Moments later I received a response that was very Megan. Among other things, it said:
I should tell you, by moving lunch to tomorrow you are missing out on a killer booby shirt I’m wearing today. Wore it especially for you. Can’t guarantee something so grand tomorrow.
Naturally, I immediately tried to go back on my promise to spend time with Patrick. He’s incredible and all, but he wasn’t promising a killer booby shirt, now was he? Who can pass up that? Not this gay man!
Sadly, Megan had already made new plans for today, so I settled for shopping with my boyfriend. Thankfully, he more than made up for his lack of boobies by wearing what I am now calling his “killer butt-cheek shorts.”
Patrick needs a day off more often.
June 21, 2005 at 8:56 pm
Man, I hear ya. I love me some boobies too!

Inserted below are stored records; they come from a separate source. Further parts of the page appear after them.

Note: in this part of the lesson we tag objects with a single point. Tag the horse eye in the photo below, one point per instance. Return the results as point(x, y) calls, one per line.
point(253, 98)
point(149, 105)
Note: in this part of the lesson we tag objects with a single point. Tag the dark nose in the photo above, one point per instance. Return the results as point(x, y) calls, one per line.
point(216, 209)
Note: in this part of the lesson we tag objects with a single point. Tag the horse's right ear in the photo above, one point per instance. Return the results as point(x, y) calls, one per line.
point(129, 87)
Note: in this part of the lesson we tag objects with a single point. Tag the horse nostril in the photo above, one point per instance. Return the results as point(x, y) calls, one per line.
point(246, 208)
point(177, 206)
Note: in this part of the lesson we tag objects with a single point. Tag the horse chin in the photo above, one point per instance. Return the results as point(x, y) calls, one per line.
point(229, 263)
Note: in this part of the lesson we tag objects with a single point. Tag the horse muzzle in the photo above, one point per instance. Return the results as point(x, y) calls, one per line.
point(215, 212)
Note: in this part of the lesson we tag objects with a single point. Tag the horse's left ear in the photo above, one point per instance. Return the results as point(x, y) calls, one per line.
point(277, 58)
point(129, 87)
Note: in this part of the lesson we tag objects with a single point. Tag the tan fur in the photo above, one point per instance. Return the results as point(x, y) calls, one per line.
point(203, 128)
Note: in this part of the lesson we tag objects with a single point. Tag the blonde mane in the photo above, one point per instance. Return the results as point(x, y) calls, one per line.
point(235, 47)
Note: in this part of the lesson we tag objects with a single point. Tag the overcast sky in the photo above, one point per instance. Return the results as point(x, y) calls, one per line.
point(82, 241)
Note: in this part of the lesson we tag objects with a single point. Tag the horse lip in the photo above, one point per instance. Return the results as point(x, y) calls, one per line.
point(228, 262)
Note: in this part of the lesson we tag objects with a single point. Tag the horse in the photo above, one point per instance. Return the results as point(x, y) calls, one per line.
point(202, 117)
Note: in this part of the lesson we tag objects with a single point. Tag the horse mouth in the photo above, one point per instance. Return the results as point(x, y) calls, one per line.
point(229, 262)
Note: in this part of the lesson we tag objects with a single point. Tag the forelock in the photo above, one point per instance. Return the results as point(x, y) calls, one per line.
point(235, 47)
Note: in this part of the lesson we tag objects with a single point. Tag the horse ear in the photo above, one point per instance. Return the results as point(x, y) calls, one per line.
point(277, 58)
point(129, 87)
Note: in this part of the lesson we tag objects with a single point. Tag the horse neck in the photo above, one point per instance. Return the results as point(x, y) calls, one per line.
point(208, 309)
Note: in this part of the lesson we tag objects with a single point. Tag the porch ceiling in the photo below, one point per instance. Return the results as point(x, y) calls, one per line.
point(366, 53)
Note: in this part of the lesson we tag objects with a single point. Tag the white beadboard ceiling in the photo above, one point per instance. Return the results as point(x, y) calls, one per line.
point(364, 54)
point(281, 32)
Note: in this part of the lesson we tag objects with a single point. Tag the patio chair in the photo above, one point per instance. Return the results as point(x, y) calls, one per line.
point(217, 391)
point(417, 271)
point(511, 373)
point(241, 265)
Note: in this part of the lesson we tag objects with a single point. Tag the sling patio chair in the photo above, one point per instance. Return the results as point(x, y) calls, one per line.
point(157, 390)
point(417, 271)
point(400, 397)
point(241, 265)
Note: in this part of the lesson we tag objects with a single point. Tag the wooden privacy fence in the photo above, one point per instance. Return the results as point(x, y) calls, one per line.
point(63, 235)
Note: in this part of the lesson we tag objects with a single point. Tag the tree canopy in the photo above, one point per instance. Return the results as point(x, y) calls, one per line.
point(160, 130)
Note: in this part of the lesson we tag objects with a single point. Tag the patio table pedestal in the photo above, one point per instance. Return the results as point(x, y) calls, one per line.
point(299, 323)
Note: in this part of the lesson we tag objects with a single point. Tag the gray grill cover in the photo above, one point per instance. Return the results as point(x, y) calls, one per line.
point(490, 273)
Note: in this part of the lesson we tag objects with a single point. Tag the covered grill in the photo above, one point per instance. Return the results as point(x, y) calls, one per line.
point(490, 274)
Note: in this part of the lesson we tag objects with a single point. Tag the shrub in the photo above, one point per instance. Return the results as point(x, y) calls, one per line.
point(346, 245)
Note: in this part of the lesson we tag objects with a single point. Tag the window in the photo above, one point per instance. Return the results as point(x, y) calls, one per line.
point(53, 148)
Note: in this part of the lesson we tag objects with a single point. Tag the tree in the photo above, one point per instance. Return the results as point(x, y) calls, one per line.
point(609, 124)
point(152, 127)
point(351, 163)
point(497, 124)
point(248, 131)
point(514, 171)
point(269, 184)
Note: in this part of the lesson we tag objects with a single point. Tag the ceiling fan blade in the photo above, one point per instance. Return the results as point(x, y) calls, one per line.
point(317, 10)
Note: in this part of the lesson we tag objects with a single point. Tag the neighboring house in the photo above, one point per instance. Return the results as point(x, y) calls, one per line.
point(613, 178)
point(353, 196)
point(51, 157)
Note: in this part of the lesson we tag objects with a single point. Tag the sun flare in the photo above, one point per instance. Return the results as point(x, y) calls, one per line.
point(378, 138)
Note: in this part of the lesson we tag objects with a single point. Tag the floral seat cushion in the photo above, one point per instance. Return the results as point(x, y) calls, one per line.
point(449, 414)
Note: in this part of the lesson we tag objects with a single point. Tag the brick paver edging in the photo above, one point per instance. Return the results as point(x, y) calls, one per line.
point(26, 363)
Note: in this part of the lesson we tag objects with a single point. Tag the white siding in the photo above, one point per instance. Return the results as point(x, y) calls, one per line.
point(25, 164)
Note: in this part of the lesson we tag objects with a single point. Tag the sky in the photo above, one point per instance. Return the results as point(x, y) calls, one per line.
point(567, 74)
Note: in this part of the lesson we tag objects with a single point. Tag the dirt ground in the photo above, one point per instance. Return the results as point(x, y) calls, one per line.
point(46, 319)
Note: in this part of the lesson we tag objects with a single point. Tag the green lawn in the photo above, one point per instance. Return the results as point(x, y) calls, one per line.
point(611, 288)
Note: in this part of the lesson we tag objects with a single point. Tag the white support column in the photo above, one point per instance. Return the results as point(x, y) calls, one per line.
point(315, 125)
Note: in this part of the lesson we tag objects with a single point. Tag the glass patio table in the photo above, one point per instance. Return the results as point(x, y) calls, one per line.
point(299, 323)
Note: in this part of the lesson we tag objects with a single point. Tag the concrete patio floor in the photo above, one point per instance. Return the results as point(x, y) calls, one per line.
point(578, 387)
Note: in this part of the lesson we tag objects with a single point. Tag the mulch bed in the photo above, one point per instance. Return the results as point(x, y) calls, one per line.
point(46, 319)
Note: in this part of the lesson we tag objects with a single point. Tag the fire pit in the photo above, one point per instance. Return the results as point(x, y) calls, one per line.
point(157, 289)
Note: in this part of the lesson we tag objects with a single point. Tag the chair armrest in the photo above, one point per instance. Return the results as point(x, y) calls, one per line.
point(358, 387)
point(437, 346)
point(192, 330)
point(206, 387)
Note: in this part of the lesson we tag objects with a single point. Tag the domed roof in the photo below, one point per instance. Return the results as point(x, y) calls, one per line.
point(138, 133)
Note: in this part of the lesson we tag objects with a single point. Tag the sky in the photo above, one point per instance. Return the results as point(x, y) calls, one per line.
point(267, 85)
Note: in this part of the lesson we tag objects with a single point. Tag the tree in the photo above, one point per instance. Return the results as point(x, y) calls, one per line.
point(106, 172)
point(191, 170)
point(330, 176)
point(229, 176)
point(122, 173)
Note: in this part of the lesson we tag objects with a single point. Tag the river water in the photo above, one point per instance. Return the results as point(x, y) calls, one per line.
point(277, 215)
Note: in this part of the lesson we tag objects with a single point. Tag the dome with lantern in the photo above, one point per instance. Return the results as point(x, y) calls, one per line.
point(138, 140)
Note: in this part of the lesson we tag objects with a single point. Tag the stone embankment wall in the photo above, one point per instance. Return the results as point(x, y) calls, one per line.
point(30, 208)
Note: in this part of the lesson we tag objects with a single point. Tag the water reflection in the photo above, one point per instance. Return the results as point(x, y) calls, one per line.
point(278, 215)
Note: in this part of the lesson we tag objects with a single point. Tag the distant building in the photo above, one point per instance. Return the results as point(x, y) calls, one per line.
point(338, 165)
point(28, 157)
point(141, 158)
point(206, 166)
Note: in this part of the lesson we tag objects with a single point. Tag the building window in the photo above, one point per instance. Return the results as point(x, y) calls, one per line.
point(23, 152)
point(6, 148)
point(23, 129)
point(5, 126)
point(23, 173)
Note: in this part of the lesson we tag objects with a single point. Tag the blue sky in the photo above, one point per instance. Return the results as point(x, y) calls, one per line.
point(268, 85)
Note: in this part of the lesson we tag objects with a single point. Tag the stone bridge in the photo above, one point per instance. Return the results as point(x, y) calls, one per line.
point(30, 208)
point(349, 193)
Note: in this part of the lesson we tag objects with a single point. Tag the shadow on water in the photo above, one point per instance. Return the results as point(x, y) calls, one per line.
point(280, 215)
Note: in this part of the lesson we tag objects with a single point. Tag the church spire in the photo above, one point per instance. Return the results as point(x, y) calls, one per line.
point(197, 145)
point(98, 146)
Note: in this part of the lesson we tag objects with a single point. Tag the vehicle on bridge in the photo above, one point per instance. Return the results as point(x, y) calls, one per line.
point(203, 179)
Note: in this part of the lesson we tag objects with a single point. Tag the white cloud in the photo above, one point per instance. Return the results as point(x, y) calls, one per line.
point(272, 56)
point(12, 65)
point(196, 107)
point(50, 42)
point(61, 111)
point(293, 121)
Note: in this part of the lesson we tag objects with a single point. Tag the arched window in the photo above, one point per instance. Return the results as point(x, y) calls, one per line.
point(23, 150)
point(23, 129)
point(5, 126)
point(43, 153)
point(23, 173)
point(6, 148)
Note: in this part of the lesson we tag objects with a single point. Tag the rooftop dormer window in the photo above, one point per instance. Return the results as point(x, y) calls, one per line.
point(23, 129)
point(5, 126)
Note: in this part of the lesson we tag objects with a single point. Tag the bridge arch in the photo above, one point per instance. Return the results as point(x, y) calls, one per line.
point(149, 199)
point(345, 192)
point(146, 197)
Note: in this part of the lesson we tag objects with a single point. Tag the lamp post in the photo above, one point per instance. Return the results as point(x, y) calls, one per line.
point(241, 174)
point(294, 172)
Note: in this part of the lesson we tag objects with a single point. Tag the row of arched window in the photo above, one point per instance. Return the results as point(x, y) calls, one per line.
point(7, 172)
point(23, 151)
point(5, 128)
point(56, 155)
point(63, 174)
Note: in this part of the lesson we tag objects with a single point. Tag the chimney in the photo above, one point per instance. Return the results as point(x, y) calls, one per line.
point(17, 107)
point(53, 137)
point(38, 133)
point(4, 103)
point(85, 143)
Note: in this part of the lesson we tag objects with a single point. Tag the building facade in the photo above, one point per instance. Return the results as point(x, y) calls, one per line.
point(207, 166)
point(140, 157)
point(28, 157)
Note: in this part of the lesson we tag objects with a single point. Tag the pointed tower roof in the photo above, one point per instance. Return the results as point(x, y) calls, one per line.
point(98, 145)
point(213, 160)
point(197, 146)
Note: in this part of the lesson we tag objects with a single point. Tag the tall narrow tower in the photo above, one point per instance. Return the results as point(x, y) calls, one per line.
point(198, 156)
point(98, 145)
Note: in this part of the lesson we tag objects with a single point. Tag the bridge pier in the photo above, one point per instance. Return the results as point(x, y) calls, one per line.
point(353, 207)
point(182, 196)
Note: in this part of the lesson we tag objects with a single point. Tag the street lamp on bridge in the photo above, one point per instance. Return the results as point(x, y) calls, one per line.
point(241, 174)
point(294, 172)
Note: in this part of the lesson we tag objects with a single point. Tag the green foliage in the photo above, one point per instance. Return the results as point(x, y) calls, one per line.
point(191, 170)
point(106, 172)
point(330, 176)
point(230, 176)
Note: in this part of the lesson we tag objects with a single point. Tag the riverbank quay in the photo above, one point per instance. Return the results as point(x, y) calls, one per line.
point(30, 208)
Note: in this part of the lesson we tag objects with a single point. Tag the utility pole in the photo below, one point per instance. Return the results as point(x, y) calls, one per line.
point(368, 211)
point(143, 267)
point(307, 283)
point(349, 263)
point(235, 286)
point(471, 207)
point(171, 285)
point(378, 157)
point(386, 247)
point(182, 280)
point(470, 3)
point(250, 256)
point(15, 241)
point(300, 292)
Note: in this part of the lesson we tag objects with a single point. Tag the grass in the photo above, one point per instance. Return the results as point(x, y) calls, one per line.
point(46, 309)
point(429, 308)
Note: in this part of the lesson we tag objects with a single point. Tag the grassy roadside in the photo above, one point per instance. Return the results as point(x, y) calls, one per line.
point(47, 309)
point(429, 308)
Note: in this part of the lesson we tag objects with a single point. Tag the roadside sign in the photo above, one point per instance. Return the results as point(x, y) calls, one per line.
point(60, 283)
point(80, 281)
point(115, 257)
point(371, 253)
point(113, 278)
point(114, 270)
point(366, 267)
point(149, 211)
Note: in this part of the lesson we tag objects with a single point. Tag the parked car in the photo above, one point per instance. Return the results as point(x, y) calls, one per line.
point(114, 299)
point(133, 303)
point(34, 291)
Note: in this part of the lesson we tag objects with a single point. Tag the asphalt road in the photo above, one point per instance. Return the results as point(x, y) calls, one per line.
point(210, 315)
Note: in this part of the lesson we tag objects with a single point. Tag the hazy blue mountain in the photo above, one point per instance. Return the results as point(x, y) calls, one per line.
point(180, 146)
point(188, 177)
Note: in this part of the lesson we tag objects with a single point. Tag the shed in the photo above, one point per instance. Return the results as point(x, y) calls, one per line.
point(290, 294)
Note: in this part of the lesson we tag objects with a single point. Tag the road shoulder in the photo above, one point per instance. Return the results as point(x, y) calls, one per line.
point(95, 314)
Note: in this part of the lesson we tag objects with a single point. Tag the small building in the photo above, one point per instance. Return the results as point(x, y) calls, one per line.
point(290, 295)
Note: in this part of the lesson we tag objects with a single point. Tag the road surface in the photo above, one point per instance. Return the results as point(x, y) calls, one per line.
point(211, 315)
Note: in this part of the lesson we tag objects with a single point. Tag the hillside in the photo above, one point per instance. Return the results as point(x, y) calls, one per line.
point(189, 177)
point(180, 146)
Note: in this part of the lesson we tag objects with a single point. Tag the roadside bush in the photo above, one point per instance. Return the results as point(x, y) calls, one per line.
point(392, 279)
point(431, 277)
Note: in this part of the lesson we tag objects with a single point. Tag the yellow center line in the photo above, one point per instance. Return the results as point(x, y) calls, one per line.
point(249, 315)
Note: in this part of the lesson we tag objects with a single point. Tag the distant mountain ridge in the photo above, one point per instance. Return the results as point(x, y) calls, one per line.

“Killer Butt-Cheek Shorts,” though? Sounds almost as good.
June 21, 2005 at 9:38 pm
You two are just chock full of imagery aren’t you… cockteases… bah.
June 22, 2005 at 2:30 am
Boobies or butt cheeks? I know what I’d like to come away with my finger smelling of…
June 22, 2005 at 8:51 am
Ah, domestic bliss. Enjoy it!
June 22, 2005 at 6:34 pm
Does Patrick have some junk in the trunk?